But I need to ask you a question without you laughingat me.
Hockey Boy:
Good thing you can’t hear me laugh over a text
Me:
k bye.
Hockey Boy:
TOTS! I know where you live
Don’t make me drive over there right now…
Me:
Maybe I shouldn’t ask anymore...
Hockey Boy:
Please
I won’t laugh.
I promise.
Me:
Did I kiss you ok?
Hockey Boy:
Are you asking me to rate you?
Me:
Nevermind. Good night.
Hockey Boy:
23.
Good night, gorgeous
***
Iwon’t be looking at another woman. No one touches you except me.
Cal’s declaration continues to play in my head like the refrain of a song I’m obsessed with and listening to eighty-nine times in a row. The only difference is a song eventually loses its hold and the endorphins taper off.
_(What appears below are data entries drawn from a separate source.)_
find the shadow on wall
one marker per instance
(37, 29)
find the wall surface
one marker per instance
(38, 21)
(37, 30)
I don’t think I will ever come down from the high of what Cal said.
Between that, and him rating my kiss, which I’ve finally connected to his jersey number, my heart booms like a battering ram against my innocent ribcage.
All I have done for the past ten hours, since he put his massive hand on my back and returned me to the party, is reminisce about our interaction and dice it seventeen ways to Sunday. I was lucky no one realized we’d gone missing for a good half hour because it was all I could do to not scream that I’d kissed a boy.
And what a kiss it was! I was boneless with pleasure, my mind wrapped in a delicious fog of his woodsy-vanilla scent and the addicting chafe of his stubble brushing my chin. Every single minute since then, my body has buzzed like I’m an addict experiencing the highest of highs on a never-ending loop. At this rate, I’m going to pass out from an arrhythmia and my only regret would be not kissing Cal again before dying.